Indefinite Integrals
13.0 Integral of type $\int {{x^m}{{\left( {a + b{x^n}} \right)}^p}dx} $
13.0 Integral of type $\int {{x^m}{{\left( {a + b{x^n}} \right)}^p}dx} $
To solve this type of integral, depending on the value of constants $m$, $n$ and $p$ different methods are applied which are as follows:
(i) If $p \in N$, we expand ${(a + b{x^n})^p}$ using binomial theorem then multiply it with ${x^m}$ and integrate it.

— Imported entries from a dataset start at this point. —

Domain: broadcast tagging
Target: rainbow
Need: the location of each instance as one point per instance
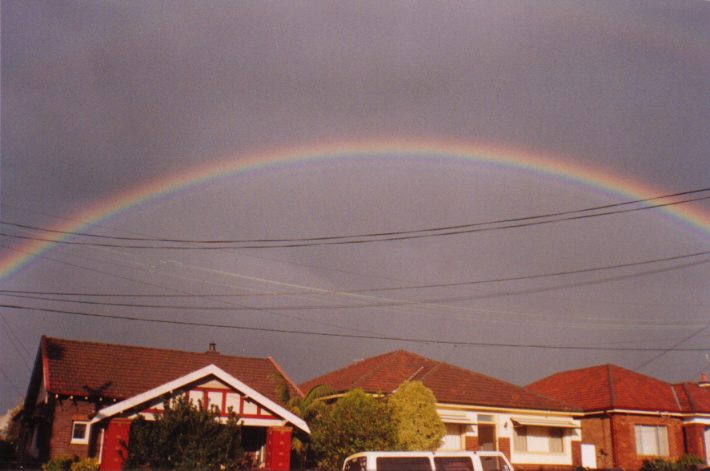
(554, 167)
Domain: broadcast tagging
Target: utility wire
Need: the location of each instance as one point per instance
(352, 239)
(17, 293)
(377, 234)
(351, 336)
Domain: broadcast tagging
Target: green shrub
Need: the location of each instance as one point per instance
(685, 463)
(60, 463)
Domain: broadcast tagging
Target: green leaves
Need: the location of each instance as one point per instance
(419, 426)
(185, 436)
(356, 422)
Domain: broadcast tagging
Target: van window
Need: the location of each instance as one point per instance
(358, 464)
(403, 463)
(457, 463)
(494, 463)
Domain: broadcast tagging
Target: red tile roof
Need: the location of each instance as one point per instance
(449, 383)
(121, 371)
(694, 397)
(609, 387)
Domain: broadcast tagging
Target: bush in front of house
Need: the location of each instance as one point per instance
(65, 463)
(185, 436)
(87, 464)
(419, 426)
(355, 422)
(60, 463)
(685, 463)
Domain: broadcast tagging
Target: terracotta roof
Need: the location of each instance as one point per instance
(609, 387)
(694, 397)
(121, 371)
(449, 383)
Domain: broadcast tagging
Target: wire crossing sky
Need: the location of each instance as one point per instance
(323, 182)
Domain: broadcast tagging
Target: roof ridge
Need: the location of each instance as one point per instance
(378, 367)
(286, 376)
(50, 339)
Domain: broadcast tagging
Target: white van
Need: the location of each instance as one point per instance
(427, 461)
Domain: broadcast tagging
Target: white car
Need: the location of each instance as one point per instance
(427, 461)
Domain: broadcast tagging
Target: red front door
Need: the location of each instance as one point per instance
(278, 448)
(113, 451)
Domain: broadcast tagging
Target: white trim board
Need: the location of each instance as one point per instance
(210, 370)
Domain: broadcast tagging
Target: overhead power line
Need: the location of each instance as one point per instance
(351, 336)
(24, 293)
(207, 244)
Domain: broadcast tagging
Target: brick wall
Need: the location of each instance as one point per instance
(694, 441)
(65, 412)
(625, 438)
(597, 431)
(504, 446)
(543, 467)
(470, 443)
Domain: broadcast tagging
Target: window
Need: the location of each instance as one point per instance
(462, 463)
(80, 433)
(538, 439)
(452, 438)
(494, 463)
(651, 440)
(403, 464)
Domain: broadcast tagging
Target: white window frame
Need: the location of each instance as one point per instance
(521, 443)
(659, 435)
(87, 432)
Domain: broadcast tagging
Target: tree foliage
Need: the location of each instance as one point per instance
(356, 422)
(185, 436)
(684, 463)
(309, 407)
(419, 426)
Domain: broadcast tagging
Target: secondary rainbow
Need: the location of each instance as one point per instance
(553, 167)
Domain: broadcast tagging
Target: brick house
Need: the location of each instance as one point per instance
(630, 417)
(82, 397)
(479, 412)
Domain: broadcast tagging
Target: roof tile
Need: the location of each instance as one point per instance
(121, 371)
(609, 387)
(449, 383)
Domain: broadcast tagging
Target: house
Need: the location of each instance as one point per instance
(82, 397)
(631, 417)
(479, 412)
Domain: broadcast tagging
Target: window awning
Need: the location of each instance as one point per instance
(456, 417)
(544, 422)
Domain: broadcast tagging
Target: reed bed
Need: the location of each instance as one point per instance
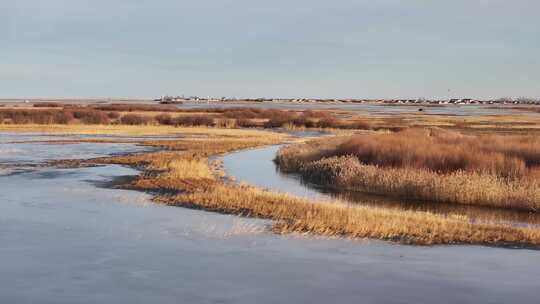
(180, 175)
(293, 214)
(431, 165)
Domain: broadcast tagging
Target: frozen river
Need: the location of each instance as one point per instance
(65, 239)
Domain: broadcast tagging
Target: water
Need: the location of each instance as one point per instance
(371, 108)
(256, 167)
(65, 239)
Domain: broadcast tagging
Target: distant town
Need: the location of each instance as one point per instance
(421, 101)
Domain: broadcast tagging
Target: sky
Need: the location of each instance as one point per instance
(280, 48)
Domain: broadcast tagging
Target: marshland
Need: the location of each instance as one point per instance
(287, 198)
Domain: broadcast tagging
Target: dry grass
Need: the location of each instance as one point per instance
(183, 172)
(336, 219)
(182, 175)
(404, 166)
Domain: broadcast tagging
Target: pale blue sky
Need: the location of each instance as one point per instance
(302, 48)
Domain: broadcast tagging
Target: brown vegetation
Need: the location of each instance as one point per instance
(184, 173)
(181, 174)
(430, 165)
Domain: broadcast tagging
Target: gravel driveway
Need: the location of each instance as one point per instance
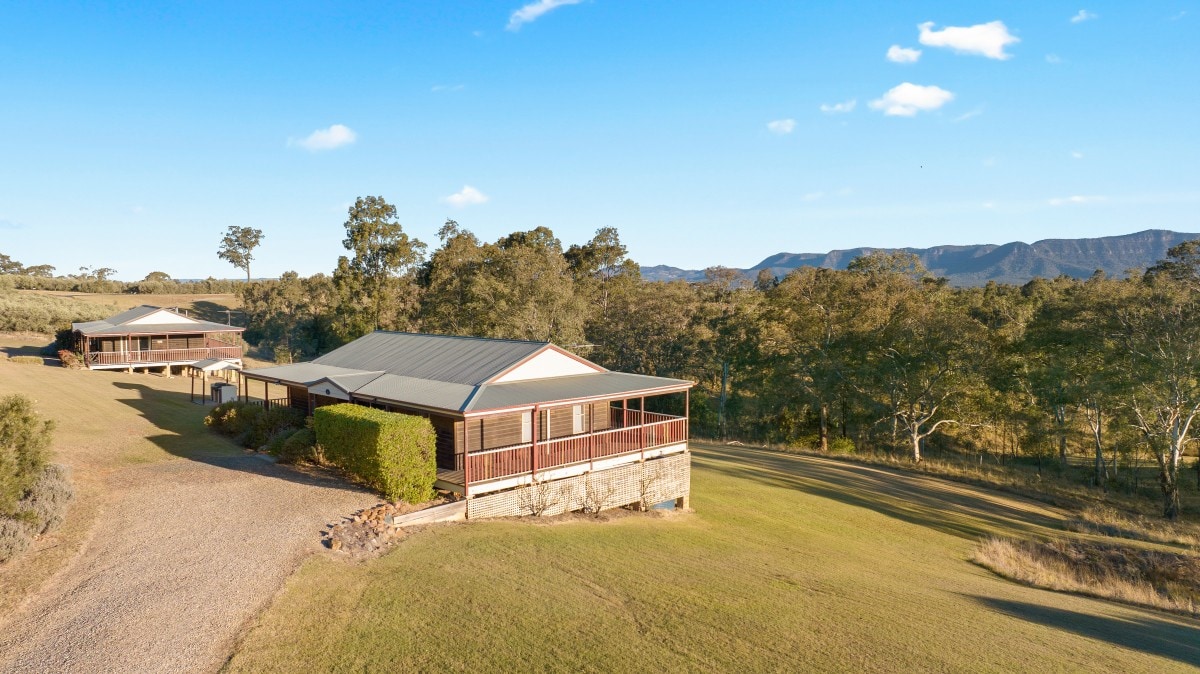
(184, 554)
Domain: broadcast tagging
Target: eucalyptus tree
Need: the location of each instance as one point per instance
(238, 246)
(377, 284)
(1158, 318)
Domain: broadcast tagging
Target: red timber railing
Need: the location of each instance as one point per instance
(658, 431)
(162, 355)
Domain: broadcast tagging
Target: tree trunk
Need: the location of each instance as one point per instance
(1170, 494)
(825, 427)
(1060, 416)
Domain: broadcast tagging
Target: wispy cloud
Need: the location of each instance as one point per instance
(1074, 199)
(336, 136)
(783, 127)
(466, 197)
(906, 100)
(534, 11)
(898, 54)
(839, 108)
(984, 40)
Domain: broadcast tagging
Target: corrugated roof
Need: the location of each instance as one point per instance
(449, 373)
(516, 393)
(437, 357)
(301, 373)
(117, 324)
(103, 328)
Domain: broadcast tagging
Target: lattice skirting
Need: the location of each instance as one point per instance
(648, 482)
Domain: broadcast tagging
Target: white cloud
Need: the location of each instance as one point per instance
(533, 11)
(1074, 199)
(327, 138)
(898, 54)
(844, 107)
(906, 100)
(969, 114)
(985, 40)
(466, 197)
(781, 127)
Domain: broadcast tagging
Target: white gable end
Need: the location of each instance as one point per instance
(161, 317)
(545, 365)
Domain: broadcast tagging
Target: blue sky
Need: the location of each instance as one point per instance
(707, 132)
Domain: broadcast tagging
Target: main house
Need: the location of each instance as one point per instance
(511, 417)
(154, 337)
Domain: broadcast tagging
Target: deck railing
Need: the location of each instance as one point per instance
(162, 355)
(660, 429)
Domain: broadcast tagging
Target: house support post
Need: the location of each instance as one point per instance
(642, 432)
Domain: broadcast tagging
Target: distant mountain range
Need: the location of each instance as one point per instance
(976, 265)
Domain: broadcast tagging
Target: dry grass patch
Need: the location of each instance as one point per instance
(1125, 573)
(1111, 522)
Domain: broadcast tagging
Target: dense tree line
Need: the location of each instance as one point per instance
(876, 356)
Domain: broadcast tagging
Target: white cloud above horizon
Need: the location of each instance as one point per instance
(466, 197)
(906, 100)
(984, 40)
(336, 136)
(781, 127)
(898, 54)
(839, 108)
(1074, 199)
(534, 11)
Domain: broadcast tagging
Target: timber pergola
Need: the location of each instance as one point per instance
(507, 413)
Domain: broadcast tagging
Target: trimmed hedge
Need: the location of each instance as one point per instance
(390, 452)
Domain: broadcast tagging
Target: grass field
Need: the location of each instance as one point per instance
(787, 564)
(106, 420)
(208, 307)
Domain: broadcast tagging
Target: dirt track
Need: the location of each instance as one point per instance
(183, 555)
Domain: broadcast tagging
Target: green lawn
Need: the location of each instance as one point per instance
(787, 564)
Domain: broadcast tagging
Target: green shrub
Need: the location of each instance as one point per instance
(841, 446)
(15, 537)
(297, 446)
(251, 425)
(46, 501)
(391, 452)
(24, 438)
(269, 423)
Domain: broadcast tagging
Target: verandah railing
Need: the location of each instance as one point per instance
(503, 462)
(162, 355)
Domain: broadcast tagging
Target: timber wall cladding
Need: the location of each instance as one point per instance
(663, 480)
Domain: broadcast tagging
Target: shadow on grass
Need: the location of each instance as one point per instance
(941, 505)
(186, 437)
(1176, 639)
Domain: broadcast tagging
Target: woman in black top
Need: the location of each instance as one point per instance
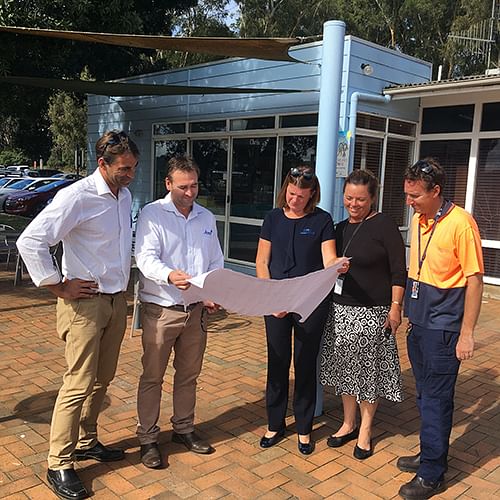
(297, 238)
(359, 355)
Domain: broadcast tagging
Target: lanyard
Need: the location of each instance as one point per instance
(421, 257)
(353, 234)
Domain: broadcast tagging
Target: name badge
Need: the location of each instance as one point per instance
(339, 283)
(414, 289)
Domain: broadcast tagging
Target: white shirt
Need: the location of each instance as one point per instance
(95, 228)
(167, 241)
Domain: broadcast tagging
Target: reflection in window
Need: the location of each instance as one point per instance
(164, 150)
(297, 151)
(252, 180)
(243, 241)
(486, 200)
(447, 119)
(211, 157)
(454, 158)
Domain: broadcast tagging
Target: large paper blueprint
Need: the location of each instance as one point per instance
(251, 296)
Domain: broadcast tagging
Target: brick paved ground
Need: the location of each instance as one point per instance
(230, 412)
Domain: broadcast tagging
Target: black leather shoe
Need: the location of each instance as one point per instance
(66, 484)
(337, 441)
(100, 453)
(420, 489)
(306, 448)
(151, 456)
(193, 443)
(362, 454)
(268, 442)
(409, 464)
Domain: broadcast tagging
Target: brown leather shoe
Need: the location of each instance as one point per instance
(420, 489)
(151, 456)
(193, 443)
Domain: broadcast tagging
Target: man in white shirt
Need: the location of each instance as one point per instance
(92, 219)
(176, 239)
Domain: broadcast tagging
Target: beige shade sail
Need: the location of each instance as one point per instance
(132, 89)
(275, 49)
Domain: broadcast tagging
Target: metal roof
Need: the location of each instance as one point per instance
(452, 86)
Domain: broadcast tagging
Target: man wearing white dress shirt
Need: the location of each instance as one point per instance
(92, 219)
(176, 239)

(ii) If $p \in {I^ - }$ i.e., negative integer, then we substitute $x = {t^k}$ where $k$ is the L.C.M. of $m$ and $n$.
(iii) If $\frac{{m + 1}}{n}$ is an integer and $p = \frac{j}{k}$ i.e., a fraction, then we substitute $a + b{x^n} = {t^k}$ where $k$ is the denominator of the fraction $p$.
(iv) If $\frac{{m + 1}}{n} + p$ is an integer and $p = \frac{j}{k}$ i.e., a fraction, then we substitute $a + b{x^n} = {t^k}{x^n}$ where $k$ is the denominator of the fraction $p$.
Question 12. Evaluate $$\int {{x^{ - \frac{2}{3}}}{{(1 + {x^{\frac{1}{3}}})}^{\frac{1}{2}}}} dx$$
Solution: On comparing it with $$\int {{x^m}{{\left( {a + b{x^n}} \right)}^p}dx} $$, we get
$m = - \frac{2}{3},n = \frac{1}{3},p = \frac{j}{k} = \frac{1}{2}$ and $\frac{{m + 1}}{n} = \frac{{ - \frac{2}{3} + 1}}{{\frac{1}{3}}} = 1$. Therefore, we put $$1 + {x^{\frac{1}{3}}} = {t^k} = {t^2} \Rightarrow \frac{1}{{3{x^{\frac{2}{3}}}}}dx = 2tdt$$$$\begin{equation} \begin{aligned} I = \int {\frac{{t.6t}}{1}dt} = 6\int {{t^2}dt} \\ I = 2{t^3} + C \\ I = 2{\left( {1 + {x^{\frac{1}{3}}}} \right)^{\frac{3}{2}}} + C \\\end{aligned} \end{equation} $$